Eiwitten
Vandaag gaan we het hebben over eiwitten, en de verdeling van de koolhydraten, eiwitten en vetten in je voeding.
Kijk hier de video van vandaag:
Eiwitten vinden we in veel producten zoals vlees, vis melk, kaas en eieren. Maar eiwitten zitten ook in brood, graanproducten, noten en bijvoorbeeld paddenstoelen. Je kunt ze ook nog onderverdelen in dierlijke en plantaardige eiwitten.
Ons lichaam bestaat voor 17 procent uit eiwitten. Je moet hierbij niet alleen denken aan botten, haren, nagels, bloed, spieren en organen maar ook aan de hormonen en enzymen in ons lichaam, waar eiwitten onderdeel van zijn.

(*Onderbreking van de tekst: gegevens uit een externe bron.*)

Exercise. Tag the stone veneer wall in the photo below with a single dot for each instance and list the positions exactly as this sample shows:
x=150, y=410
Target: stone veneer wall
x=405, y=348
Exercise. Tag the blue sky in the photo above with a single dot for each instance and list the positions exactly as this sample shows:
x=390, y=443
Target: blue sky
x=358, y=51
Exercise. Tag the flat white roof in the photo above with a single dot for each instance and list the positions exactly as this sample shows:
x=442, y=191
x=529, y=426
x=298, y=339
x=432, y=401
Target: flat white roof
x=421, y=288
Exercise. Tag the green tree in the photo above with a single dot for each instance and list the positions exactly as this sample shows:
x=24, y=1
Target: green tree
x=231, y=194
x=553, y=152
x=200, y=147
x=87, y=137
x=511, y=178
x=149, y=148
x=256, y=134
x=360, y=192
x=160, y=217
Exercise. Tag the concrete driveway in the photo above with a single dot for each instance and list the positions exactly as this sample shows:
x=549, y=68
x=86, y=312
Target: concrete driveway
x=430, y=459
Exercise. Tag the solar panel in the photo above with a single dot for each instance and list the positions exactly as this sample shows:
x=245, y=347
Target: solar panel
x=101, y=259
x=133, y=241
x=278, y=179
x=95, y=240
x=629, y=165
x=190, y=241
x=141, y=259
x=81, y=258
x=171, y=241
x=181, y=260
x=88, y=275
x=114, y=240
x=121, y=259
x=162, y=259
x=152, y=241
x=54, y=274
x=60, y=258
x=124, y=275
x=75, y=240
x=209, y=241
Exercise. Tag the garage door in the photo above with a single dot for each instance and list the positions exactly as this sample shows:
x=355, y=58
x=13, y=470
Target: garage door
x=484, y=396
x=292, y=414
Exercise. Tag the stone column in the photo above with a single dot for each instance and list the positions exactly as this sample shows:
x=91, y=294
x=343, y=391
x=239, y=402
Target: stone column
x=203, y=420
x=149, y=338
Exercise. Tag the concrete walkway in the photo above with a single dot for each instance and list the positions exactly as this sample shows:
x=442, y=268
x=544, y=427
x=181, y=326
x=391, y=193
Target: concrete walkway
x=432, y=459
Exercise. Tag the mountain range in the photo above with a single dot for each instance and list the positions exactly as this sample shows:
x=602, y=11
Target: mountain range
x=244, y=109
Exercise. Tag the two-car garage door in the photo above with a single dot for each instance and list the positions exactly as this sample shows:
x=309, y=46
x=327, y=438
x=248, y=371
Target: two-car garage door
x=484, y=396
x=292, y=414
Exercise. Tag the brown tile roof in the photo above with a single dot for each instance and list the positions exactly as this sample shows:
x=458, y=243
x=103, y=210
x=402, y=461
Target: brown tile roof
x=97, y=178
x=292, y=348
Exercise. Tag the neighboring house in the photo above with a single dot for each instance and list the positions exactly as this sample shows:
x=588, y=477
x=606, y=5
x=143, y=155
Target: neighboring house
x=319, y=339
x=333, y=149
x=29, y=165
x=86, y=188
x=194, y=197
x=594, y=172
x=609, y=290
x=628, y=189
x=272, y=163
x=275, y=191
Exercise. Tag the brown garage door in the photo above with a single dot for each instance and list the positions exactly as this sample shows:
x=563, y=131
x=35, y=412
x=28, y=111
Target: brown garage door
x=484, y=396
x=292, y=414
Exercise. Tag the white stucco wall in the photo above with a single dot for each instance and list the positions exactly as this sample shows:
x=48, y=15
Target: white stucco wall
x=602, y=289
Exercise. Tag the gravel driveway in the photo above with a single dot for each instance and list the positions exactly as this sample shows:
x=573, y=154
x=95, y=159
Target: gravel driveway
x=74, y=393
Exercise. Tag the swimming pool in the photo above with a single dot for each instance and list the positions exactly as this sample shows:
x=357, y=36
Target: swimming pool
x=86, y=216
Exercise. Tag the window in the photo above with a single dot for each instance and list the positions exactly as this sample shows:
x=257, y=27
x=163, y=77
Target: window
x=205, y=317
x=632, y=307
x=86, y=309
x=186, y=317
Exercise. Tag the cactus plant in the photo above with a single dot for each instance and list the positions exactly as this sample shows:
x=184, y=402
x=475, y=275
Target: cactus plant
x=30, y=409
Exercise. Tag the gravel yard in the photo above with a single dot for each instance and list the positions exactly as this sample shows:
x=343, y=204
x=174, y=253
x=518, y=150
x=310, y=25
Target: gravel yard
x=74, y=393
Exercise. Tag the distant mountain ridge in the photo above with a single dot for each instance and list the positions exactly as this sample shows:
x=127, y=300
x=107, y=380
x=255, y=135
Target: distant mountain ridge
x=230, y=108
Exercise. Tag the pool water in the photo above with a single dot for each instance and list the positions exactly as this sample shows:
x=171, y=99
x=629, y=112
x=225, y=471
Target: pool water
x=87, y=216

Eiwitten spelen een belangrijke rol als:
• bouwstof;
• aanmaak van enzymen, hormonen en antistoffen;
• transportmiddel;
• het overdragen van prikkels en signalen;
• brandstof.
Eiwit als bouwstof is niet alleen nodig voor de groei maar ook voor de vervanging van beschadigde cellen. Het is belangrijk bij de aanmaak van enzymen die op hun beurt weer nodig zijn voor de afbraak van voedingstoffen (de spijsvertering) en bij de opname van de voedingsstoffen.
Het lichaam produceert hormonen die een rol spelen bij veel verschillende lichaamsprocessen. Eiwitten zijn nodig bij deze productie, net als bij de aanmaak van antistoffen.
Eiwitten zijn ook een transportmiddel. Eiwitten helpen bij het transporteren van voedingsstoffen en zuurstof door ons lichaam. Ze binden zich aan de stof of gaan om de stof heen zitten. De stof wordt zo vervoerd door het lichaam.
We kennen tweeëntwintig aminozuren, dit zijn dus verschillende soorten eiwitten.
Het lichaam maakt aminozuren zelf aan (de niet essentiële aminozuren) of neemt de 12 essentiële aminozuren op via de voeding. Er zijn dertien niet essentiële en negen essentiële aminozuren.
Als je een dag geen vlees of zuivel eet, is het dus goed om te weten uit welke voeding je nog meer eiwitten kunt halen. Voldoende plantaardige eiwitten vind je in hennepzaad, quinoa, groenten, peulvruchten, tempé, zaden, pitten, noten, spirulina en eiwit uit plantaardiger proteïnepoeder.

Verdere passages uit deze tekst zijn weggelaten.